1. I Never Really Believed in Heaven.

I never really believed in heaven. I always thought it was one of those silly stories parents tell their children like ‘Santa’ or ‘the tooth fairy’, but now as it was coming closer and closer to the date everyone feared and dreaded I was wishing with all my might heaven was real.


If you could write a list of things a normal fifteen year old girl would think about it would read;   

1. Boys

2. Make up

3. Boys

4. Spots

5. Boys

6. Do I look fat in this?

The list could go on forever, the things I thought about varied a little.

Will it be painful? How much can I eat today without getting sick? Will boys still like me?  

Will I ever get to go on a first date? Will I be here tomorrow?

I thought different things to all my friends. They had no idea what life was like for me, they just gave me sympathetic looks and moved on; lucky them. They could move on, but I couldn’t. I had to stay trapped with this forever, well almost ever.


A will is a difficult thing to write. My family didn’t know I was writing one. I wanted to leave them a little reminder of me when I wasn’t here. It was extremely hard and I had to lie down for a bit as thinking about it and pacing had taken a lot of my energy. That was another thing I didn’t have a lot of. My energy was always being drained from me, even going up and down the school stairs left me panting slightly. Sport was one of the many things I missed. I used to love the feeling before a match, the mix of fear and excitement. Now I just feared I would break down during the stretches. The excitement was drained from the game as I was forced to watch bitterly from the sidelines with cold hands as the opposition scored their sixth goal.

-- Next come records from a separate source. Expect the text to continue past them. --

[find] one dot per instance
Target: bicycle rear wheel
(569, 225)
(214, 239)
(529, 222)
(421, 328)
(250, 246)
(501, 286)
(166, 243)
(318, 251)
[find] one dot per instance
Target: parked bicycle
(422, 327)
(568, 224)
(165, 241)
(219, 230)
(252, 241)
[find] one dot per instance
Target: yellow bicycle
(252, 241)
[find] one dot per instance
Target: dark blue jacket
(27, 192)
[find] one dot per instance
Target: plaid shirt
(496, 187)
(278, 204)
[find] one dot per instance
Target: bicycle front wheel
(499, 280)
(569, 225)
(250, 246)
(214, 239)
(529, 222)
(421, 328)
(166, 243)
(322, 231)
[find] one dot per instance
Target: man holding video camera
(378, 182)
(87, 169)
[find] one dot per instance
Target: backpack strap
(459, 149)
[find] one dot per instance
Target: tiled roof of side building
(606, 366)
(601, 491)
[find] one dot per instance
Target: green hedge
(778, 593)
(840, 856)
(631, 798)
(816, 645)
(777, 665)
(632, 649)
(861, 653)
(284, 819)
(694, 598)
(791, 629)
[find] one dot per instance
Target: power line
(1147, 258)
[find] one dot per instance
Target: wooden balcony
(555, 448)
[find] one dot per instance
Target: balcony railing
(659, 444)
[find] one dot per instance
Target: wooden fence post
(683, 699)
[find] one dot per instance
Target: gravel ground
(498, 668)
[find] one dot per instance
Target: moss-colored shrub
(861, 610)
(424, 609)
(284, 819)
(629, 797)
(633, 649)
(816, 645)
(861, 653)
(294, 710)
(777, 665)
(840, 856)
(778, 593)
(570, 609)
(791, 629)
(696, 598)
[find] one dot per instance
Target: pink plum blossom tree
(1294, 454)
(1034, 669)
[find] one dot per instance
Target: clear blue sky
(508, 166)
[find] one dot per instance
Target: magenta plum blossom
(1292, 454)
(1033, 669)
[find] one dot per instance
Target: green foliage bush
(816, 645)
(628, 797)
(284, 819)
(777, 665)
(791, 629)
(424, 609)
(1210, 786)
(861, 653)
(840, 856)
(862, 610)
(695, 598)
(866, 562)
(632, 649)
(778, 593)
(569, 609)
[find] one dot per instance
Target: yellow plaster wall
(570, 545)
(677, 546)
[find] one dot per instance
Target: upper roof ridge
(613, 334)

I was never bullied in school because of my condition, I just had people staring at me and whispering my story. It wasn’t just the students though. The teachers did their fair share of whispering too. I felt like shouting out that I could see them talking about me and that I had feelings too.


There is a little thing that I like to call ‘Keeping up Appearances’. When I was feeling particularly low I just plastered a fake smile on and pretended everything was fine.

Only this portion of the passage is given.